As soon as the child begins crying, the experienced attorney will immediately
ask for recess. They do not want the jury to think they are beating the child
up. There is a huge risk that a jury will convict the accused because they
are angry at the defense attorney for attacking the child. Asking for recess
tells that jury that you have a job to do, but that does not mean attacking
or harassing the child through the questioning. In one of our prior cases,
when the child began crying, the attorney asked for recess. In that case,
that child had absolutely no problem at all talking to the prosecutor, but
when the defense attorney began asking for details, details she could not
supply, she cried as a defense, hoping the questioning would stop. In that
case, after recess, the child took the stand again and, as soon as the first
question was asked, she teared up again. Again the attorney asked for recess.
That continued until the child realized her game was not working, the jury
realized she was playing a game and even her supporting people began to become
angry with her. The last time she took the stand, she went so far overboard
in her responses to the point where none of her testimony had any reliability
at all. One allegation she had made was that my client showered with her.

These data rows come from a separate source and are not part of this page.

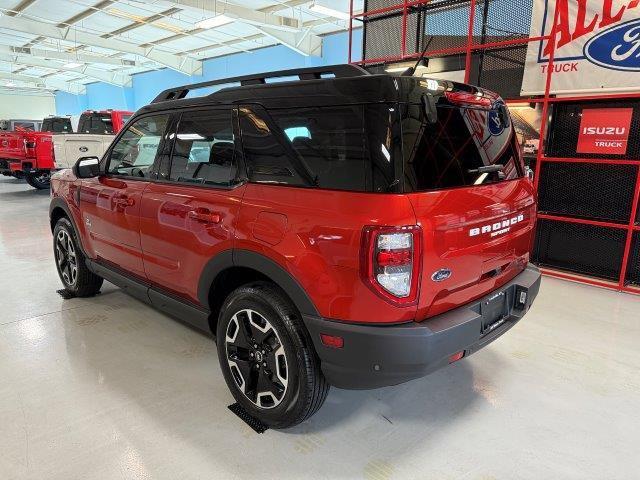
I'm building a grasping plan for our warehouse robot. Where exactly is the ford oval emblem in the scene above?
[431,268,451,282]
[584,19,640,72]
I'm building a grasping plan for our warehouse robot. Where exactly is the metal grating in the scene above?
[538,162,638,224]
[533,219,627,281]
[478,45,527,98]
[546,99,640,160]
[422,1,480,56]
[626,232,640,286]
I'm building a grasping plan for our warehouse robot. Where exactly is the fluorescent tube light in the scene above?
[309,0,349,20]
[196,15,233,30]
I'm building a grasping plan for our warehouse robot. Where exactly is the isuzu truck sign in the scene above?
[576,108,633,155]
[522,0,640,95]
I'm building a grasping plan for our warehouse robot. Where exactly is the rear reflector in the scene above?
[444,92,493,108]
[449,350,464,363]
[320,333,344,348]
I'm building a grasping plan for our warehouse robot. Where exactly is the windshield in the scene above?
[402,101,523,191]
[78,113,113,135]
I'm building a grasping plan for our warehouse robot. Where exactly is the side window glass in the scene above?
[107,115,169,178]
[240,107,312,186]
[169,109,237,186]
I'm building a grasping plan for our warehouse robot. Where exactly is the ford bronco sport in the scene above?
[50,65,540,428]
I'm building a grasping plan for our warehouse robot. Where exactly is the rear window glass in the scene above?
[42,118,73,133]
[78,113,113,135]
[402,105,523,191]
[241,104,397,192]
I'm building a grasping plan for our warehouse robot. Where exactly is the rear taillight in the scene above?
[360,225,422,306]
[444,91,494,109]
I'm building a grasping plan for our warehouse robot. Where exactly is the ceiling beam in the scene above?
[169,0,302,32]
[0,16,202,75]
[257,27,322,57]
[153,0,322,56]
[0,72,87,95]
[7,0,36,17]
[0,43,149,68]
[0,52,131,87]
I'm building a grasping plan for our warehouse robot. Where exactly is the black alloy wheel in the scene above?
[225,309,288,409]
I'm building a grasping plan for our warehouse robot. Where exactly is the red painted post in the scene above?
[464,0,476,83]
[400,0,408,58]
[618,167,640,289]
[534,4,559,192]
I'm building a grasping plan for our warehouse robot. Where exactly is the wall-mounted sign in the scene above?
[576,108,633,155]
[522,0,640,95]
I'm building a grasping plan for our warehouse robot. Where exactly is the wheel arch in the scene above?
[198,249,319,334]
[49,197,89,258]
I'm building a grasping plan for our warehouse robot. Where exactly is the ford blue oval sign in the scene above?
[584,19,640,72]
[431,268,451,282]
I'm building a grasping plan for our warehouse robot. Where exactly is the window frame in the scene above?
[155,105,247,190]
[238,101,404,195]
[100,110,173,182]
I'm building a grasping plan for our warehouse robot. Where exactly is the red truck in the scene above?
[50,65,540,428]
[0,110,133,189]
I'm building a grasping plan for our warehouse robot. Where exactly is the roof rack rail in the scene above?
[151,64,369,103]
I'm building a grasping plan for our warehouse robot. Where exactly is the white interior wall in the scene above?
[0,91,56,120]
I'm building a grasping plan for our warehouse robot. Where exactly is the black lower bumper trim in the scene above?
[303,265,540,389]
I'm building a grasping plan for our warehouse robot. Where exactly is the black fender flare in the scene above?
[198,249,320,317]
[49,197,89,258]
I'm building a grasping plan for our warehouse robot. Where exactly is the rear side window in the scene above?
[241,104,396,192]
[239,106,313,186]
[78,113,113,135]
[107,114,169,178]
[42,118,73,133]
[169,109,237,186]
[402,105,523,191]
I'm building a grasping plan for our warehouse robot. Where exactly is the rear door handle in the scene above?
[187,208,222,223]
[113,197,135,207]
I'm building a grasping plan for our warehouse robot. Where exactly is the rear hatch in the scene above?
[402,83,536,319]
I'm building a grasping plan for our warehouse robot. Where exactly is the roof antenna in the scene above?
[400,38,430,77]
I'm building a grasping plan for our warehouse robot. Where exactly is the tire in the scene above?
[53,217,103,297]
[216,282,329,428]
[24,170,51,190]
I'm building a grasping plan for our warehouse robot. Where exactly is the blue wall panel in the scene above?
[56,30,362,115]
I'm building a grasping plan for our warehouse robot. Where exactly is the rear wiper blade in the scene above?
[467,165,504,173]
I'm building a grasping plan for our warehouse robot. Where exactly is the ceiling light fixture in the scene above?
[196,15,233,30]
[309,0,349,20]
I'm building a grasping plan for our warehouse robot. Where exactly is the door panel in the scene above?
[140,108,245,303]
[140,183,245,303]
[80,176,149,278]
[80,114,170,279]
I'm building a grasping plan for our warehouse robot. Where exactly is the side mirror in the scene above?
[73,157,100,178]
[524,165,535,182]
[422,93,438,124]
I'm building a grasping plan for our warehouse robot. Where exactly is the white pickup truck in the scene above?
[53,110,133,170]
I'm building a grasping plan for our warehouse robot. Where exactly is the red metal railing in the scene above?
[349,0,640,294]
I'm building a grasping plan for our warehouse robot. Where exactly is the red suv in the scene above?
[50,65,540,428]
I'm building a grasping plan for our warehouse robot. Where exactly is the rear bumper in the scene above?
[0,160,22,175]
[303,265,540,389]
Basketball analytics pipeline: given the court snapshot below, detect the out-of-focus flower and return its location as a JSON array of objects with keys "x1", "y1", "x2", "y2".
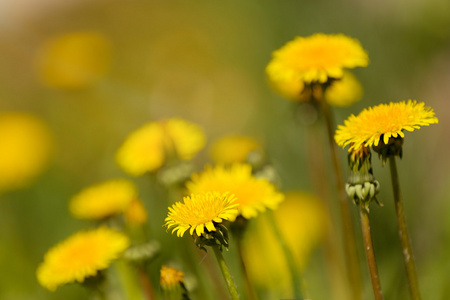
[
  {"x1": 37, "y1": 227, "x2": 130, "y2": 291},
  {"x1": 0, "y1": 113, "x2": 52, "y2": 191},
  {"x1": 324, "y1": 71, "x2": 363, "y2": 106},
  {"x1": 211, "y1": 135, "x2": 259, "y2": 164},
  {"x1": 116, "y1": 118, "x2": 205, "y2": 176},
  {"x1": 124, "y1": 199, "x2": 148, "y2": 225},
  {"x1": 266, "y1": 33, "x2": 369, "y2": 84},
  {"x1": 69, "y1": 179, "x2": 137, "y2": 220},
  {"x1": 244, "y1": 192, "x2": 328, "y2": 291},
  {"x1": 186, "y1": 164, "x2": 284, "y2": 221},
  {"x1": 164, "y1": 192, "x2": 239, "y2": 237},
  {"x1": 335, "y1": 100, "x2": 438, "y2": 151},
  {"x1": 160, "y1": 266, "x2": 184, "y2": 289},
  {"x1": 35, "y1": 31, "x2": 111, "y2": 89}
]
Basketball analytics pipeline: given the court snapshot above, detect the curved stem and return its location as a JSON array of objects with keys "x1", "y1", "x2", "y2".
[
  {"x1": 266, "y1": 211, "x2": 303, "y2": 300},
  {"x1": 236, "y1": 237, "x2": 257, "y2": 300},
  {"x1": 359, "y1": 205, "x2": 383, "y2": 300},
  {"x1": 211, "y1": 246, "x2": 239, "y2": 300},
  {"x1": 389, "y1": 155, "x2": 421, "y2": 300},
  {"x1": 317, "y1": 89, "x2": 362, "y2": 300}
]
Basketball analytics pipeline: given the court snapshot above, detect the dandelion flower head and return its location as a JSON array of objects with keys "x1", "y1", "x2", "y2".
[
  {"x1": 335, "y1": 100, "x2": 438, "y2": 151},
  {"x1": 0, "y1": 112, "x2": 52, "y2": 191},
  {"x1": 186, "y1": 164, "x2": 284, "y2": 221},
  {"x1": 160, "y1": 266, "x2": 184, "y2": 289},
  {"x1": 69, "y1": 179, "x2": 137, "y2": 220},
  {"x1": 116, "y1": 118, "x2": 206, "y2": 176},
  {"x1": 266, "y1": 33, "x2": 369, "y2": 84},
  {"x1": 37, "y1": 227, "x2": 130, "y2": 291},
  {"x1": 211, "y1": 135, "x2": 259, "y2": 164},
  {"x1": 124, "y1": 199, "x2": 148, "y2": 225},
  {"x1": 36, "y1": 31, "x2": 111, "y2": 89},
  {"x1": 164, "y1": 192, "x2": 238, "y2": 237}
]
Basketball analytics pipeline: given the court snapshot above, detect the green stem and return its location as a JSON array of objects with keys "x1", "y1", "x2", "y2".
[
  {"x1": 266, "y1": 211, "x2": 303, "y2": 300},
  {"x1": 211, "y1": 246, "x2": 239, "y2": 300},
  {"x1": 359, "y1": 204, "x2": 383, "y2": 300},
  {"x1": 317, "y1": 88, "x2": 362, "y2": 300},
  {"x1": 389, "y1": 155, "x2": 421, "y2": 300},
  {"x1": 236, "y1": 237, "x2": 257, "y2": 300}
]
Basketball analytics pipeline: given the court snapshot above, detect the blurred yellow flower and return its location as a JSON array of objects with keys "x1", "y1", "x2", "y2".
[
  {"x1": 0, "y1": 112, "x2": 52, "y2": 191},
  {"x1": 266, "y1": 33, "x2": 369, "y2": 84},
  {"x1": 116, "y1": 118, "x2": 206, "y2": 176},
  {"x1": 186, "y1": 164, "x2": 284, "y2": 221},
  {"x1": 160, "y1": 266, "x2": 184, "y2": 289},
  {"x1": 36, "y1": 227, "x2": 130, "y2": 291},
  {"x1": 69, "y1": 179, "x2": 137, "y2": 220},
  {"x1": 211, "y1": 135, "x2": 259, "y2": 164},
  {"x1": 324, "y1": 71, "x2": 363, "y2": 106},
  {"x1": 164, "y1": 192, "x2": 238, "y2": 237},
  {"x1": 35, "y1": 31, "x2": 111, "y2": 89},
  {"x1": 124, "y1": 199, "x2": 148, "y2": 225},
  {"x1": 244, "y1": 192, "x2": 328, "y2": 296},
  {"x1": 334, "y1": 100, "x2": 438, "y2": 151}
]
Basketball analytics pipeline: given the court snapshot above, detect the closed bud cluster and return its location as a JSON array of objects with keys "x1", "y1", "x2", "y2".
[{"x1": 345, "y1": 147, "x2": 382, "y2": 211}]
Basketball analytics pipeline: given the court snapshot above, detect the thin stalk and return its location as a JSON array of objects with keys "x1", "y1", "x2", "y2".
[
  {"x1": 317, "y1": 89, "x2": 362, "y2": 300},
  {"x1": 236, "y1": 237, "x2": 257, "y2": 300},
  {"x1": 137, "y1": 267, "x2": 156, "y2": 300},
  {"x1": 211, "y1": 246, "x2": 239, "y2": 300},
  {"x1": 389, "y1": 155, "x2": 421, "y2": 300},
  {"x1": 305, "y1": 113, "x2": 350, "y2": 300},
  {"x1": 359, "y1": 205, "x2": 383, "y2": 300},
  {"x1": 266, "y1": 211, "x2": 303, "y2": 300}
]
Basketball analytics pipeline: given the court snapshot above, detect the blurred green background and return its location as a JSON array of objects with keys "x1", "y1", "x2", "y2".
[{"x1": 0, "y1": 0, "x2": 450, "y2": 300}]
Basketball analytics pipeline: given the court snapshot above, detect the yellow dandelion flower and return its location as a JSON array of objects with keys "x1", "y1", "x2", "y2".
[
  {"x1": 335, "y1": 100, "x2": 438, "y2": 150},
  {"x1": 0, "y1": 112, "x2": 52, "y2": 191},
  {"x1": 116, "y1": 123, "x2": 165, "y2": 176},
  {"x1": 36, "y1": 227, "x2": 130, "y2": 291},
  {"x1": 69, "y1": 179, "x2": 137, "y2": 220},
  {"x1": 160, "y1": 266, "x2": 184, "y2": 289},
  {"x1": 116, "y1": 118, "x2": 205, "y2": 176},
  {"x1": 186, "y1": 164, "x2": 284, "y2": 221},
  {"x1": 36, "y1": 32, "x2": 111, "y2": 89},
  {"x1": 324, "y1": 71, "x2": 363, "y2": 106},
  {"x1": 211, "y1": 135, "x2": 259, "y2": 164},
  {"x1": 164, "y1": 192, "x2": 238, "y2": 236},
  {"x1": 243, "y1": 192, "x2": 328, "y2": 292},
  {"x1": 124, "y1": 199, "x2": 148, "y2": 225},
  {"x1": 266, "y1": 33, "x2": 369, "y2": 84}
]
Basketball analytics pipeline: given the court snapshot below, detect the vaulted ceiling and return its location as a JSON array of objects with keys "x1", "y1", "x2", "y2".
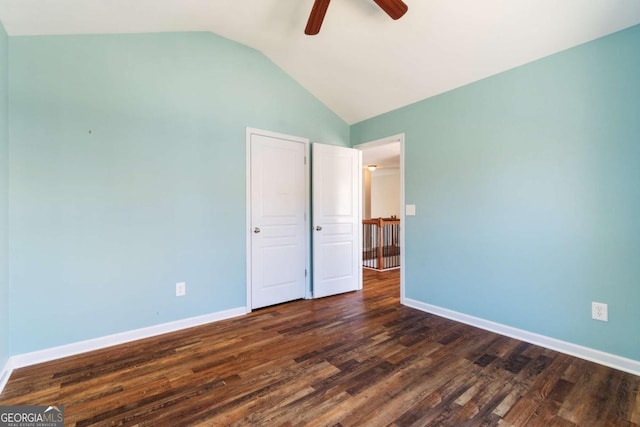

During her final testimony, she got so frustrated she told the jury he showered
with her, everyday, for 3 years and every time they were in the shower together,
he made her "milk the cow." (Masturbate him). When that was said, the jury
quickly realized there was no truth to anything she has said and the client
was acquitted on all of the 14 charges that had been filed against him. Children
cannot supply details to events that did not happen. Sometimes they try and
sometimes they resort to tears as a defense, hoping the attorney will stop
asking them questions.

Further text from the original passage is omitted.